Mahkûm olunan cezanın infazına genel af veya etkin pişmanlık dışında başka bir hukukî nedenle son verilmiş olması halinde, yasaklanmış hakların geri verilmesi yoluna gidilebilmesi için, hükmün kesinleştiği tarihten itibaren beş yıl geçmesi gerekir. Ancak, bu süre kişinin mahkûm olduğu hapis cezasına üç yıl eklenmek suretiyle bulunacak süreden az olamaz.  

Yasaklanmış hakların geri verilmesi için; hükümlünün veya vekilinin talebi üzerine, hükmü veren mahkemenin veya hükümlünün ikametgâhının bulunduğu yerdeki aynı derecedeki mahkemenin karar vermesi gerekir.  

Mahkeme bu husustaki kararını, dosya üzerinde inceleme yaparak ya da Cumhuriyet Savcısını ve hükümlüyü dinlemek suretiyle verebilir.  Yasaklanmış hakların geri verilmesine ilişkin karar, kesinleşmesi halinde, adlî sicil arşivine kaydedilir.  

Bazı mahkemeler tarafından yasaklanmış hakların geri verilmesi talepleri suçun TCK’da düzenlendiğinden bahisle reddedilmekte ise de, Yargıtay 11. Ceza Dairesinin aşağıda verilen 25.02.2008 tarih ile 2008/231 E, 2008/1002 Kararını unutmamak lazım.

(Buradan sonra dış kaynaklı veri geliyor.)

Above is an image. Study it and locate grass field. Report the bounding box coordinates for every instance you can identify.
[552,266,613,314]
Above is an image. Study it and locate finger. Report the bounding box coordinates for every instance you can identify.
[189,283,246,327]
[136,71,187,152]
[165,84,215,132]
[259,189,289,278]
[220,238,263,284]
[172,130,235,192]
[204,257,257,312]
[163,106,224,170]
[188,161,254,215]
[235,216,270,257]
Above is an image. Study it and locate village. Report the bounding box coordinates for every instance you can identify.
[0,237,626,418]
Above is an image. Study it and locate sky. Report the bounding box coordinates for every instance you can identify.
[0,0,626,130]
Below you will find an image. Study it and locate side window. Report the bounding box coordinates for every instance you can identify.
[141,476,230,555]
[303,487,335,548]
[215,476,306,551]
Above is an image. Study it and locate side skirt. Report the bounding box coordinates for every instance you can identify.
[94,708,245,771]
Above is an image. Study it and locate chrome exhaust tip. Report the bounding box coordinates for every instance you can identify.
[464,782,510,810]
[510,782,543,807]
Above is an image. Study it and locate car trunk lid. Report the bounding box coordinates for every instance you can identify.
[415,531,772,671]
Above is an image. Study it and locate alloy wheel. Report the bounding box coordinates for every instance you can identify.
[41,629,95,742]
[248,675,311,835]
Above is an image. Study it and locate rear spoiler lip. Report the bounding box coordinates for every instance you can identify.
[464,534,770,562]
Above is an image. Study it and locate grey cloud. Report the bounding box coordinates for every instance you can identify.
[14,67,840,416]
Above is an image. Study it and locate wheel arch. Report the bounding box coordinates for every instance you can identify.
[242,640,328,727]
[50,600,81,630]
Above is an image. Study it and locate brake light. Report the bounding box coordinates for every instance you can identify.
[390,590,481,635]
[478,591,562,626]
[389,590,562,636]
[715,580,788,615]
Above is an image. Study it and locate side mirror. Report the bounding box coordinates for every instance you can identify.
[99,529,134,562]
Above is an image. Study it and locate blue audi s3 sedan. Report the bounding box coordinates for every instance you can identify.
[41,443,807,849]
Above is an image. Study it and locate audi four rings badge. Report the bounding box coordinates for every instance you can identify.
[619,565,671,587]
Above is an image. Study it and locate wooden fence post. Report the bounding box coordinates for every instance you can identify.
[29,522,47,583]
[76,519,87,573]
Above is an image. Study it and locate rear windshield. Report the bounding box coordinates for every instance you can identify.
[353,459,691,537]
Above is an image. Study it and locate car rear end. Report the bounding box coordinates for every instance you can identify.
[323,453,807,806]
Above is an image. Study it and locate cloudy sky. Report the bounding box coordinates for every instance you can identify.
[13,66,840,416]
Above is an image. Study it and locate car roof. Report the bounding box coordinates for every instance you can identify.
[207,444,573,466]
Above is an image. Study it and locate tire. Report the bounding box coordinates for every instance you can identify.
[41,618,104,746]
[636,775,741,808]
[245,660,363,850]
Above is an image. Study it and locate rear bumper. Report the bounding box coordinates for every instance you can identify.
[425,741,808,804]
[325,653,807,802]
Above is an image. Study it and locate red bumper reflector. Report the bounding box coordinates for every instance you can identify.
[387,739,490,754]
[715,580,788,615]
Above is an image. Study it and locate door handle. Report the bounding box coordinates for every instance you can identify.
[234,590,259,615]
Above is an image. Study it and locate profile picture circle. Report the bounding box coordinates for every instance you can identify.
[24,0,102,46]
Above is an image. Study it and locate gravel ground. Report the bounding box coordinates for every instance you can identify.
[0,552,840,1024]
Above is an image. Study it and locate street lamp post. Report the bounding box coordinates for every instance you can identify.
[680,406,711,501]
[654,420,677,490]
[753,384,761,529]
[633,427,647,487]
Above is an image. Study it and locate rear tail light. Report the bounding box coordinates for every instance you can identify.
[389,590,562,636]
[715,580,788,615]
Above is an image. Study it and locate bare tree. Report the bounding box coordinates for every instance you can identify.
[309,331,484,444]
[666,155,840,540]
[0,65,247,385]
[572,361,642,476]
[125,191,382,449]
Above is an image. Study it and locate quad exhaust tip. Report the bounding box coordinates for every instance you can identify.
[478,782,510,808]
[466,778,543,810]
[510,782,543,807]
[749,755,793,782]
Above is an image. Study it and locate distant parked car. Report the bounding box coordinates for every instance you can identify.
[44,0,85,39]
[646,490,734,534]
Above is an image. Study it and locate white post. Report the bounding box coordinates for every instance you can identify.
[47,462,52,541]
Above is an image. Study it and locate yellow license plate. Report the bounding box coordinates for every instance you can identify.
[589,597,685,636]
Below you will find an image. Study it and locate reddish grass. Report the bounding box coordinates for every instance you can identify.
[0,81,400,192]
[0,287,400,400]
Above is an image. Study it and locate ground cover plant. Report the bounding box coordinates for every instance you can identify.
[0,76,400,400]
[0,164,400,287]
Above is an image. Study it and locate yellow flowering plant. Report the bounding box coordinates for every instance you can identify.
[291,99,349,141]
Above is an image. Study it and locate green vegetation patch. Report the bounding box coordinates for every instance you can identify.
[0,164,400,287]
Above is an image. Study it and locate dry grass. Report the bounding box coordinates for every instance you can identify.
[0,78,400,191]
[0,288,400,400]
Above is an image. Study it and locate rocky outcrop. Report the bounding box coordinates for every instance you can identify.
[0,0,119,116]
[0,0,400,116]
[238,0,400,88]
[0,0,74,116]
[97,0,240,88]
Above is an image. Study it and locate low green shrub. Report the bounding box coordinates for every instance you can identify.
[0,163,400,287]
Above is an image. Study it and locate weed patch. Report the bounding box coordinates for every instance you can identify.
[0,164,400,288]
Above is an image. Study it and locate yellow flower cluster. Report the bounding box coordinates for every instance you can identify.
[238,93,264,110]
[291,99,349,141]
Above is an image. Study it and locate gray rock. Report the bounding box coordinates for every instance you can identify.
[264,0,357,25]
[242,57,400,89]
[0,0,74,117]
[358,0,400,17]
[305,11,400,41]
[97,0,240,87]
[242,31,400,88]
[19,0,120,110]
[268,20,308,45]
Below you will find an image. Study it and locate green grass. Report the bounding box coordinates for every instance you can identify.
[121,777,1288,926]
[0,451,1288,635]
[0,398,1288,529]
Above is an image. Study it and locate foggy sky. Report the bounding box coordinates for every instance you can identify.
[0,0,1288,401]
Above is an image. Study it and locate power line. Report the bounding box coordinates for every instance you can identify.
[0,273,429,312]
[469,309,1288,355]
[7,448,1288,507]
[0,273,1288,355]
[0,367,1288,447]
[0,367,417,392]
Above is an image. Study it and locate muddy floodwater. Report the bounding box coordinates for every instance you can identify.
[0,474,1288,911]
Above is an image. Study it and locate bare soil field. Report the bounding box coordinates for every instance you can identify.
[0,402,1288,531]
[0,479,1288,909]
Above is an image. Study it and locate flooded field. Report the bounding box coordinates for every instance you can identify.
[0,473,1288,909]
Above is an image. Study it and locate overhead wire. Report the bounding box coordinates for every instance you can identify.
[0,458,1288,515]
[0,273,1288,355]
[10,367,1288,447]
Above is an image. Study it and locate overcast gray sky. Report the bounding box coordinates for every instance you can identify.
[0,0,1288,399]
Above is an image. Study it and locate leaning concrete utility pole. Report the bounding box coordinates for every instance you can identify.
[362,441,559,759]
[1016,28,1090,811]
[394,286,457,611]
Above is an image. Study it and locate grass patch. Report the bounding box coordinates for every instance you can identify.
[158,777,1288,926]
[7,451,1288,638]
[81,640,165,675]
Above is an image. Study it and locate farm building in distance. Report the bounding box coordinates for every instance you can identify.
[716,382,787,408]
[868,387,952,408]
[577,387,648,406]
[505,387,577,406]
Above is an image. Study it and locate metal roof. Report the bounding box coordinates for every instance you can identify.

 “Yasaklanmış hakların geri verilmesi kurumu yitirilen hak ve ehliyetlerin koşulların gerçekleşmesi halinde iyi halli hükümlüye yargı yolu ile geri verilmesini sağlamaktadır. Bu yasaklılık ister Türk Ceza Kanunundan, isterse özel bir yasadan kaynaklansın, "kamu hizmetlerinden yasaklanma", "memuriyetten mahrumiyet", "seçme ve seçilme hakkından yoksun kılınma", "yasal kısıtlılık altında bulundurulma" gibi gerek bir mahkumiyetin doğal sonucu gerekse ceza şeklinde hükmedilen her nevi ehliyetsizliklerin yasak hakların geri verilmesi yoluyla bertaraf edilmesine hukukumuzda bir engel bulunmamaktadır. 5352 sayılı Adli Sicil Kanunu 06.12.2006 gün ve 5560 sayılı kanunun 38.maddesi ile eklenen 13/A maddesinin 1.fıkrasındaki; "5237 sayılı Türk Ceza Kanunu dışındaki kanunların belli bir suçtan dolayı veya belli bir cezaya mahkûmiyete bağladığı hak yoksunluklarının giderilebilmesi için, yasaklanmış hakların geri verilmesi yoluna gidilebilir". hükmü gereğince hükümlülük kararında açıkça hükmedilmese bile mahkumiyetin doğal neticesi olarak yasaklanan hakların her zaman yukarıda bahsedilen maddenin birinci fıkrasındaki koşulların bulunduğuna mahkemece kanaat getirilmesi halinde iadesine karar verilebileceği cihetle; dolandırıcılık suçundan verilen mahkumiyetin doğal sonucu olarak yasaklanan haklarının geri verilmesi talebinde bulunan hükümlünün hukuki durumunun 5352 sayılı Yasanın 13/A maddesinde belirtilen şartlar ışığında değerlendirilerek karar verilmesi gerekirken hatalı gerekçeyle red kararı verilmesi yasaya aykırı...”  5352 Sayılı Adli Sicil Kanunu’nun geçici ikinci maddesinde 11.04.2012 tarihinde 6290 sayılı Kanunla yapılan değişiklik sonucu adli sicil ve arşiv kayıtlarını silinebilmesi için yetkili mahkemeden Yasaklanmış Hakların Geri Verilmesi Kararı alındıktan sonra, Adli Sicil ve İstatistik Genel Müdürlüğüne dilekçe ile müracaat edilmesi yeterli olup, ayrıca mahkemeden adli sicil ve arşiv kaydının silinmesin istenmesine gerek yoktur. Bu yetki 6290 sayılı Kanun ile Adli Sicil ve İstatistik Genel Müdürlüğüne verilmiştir.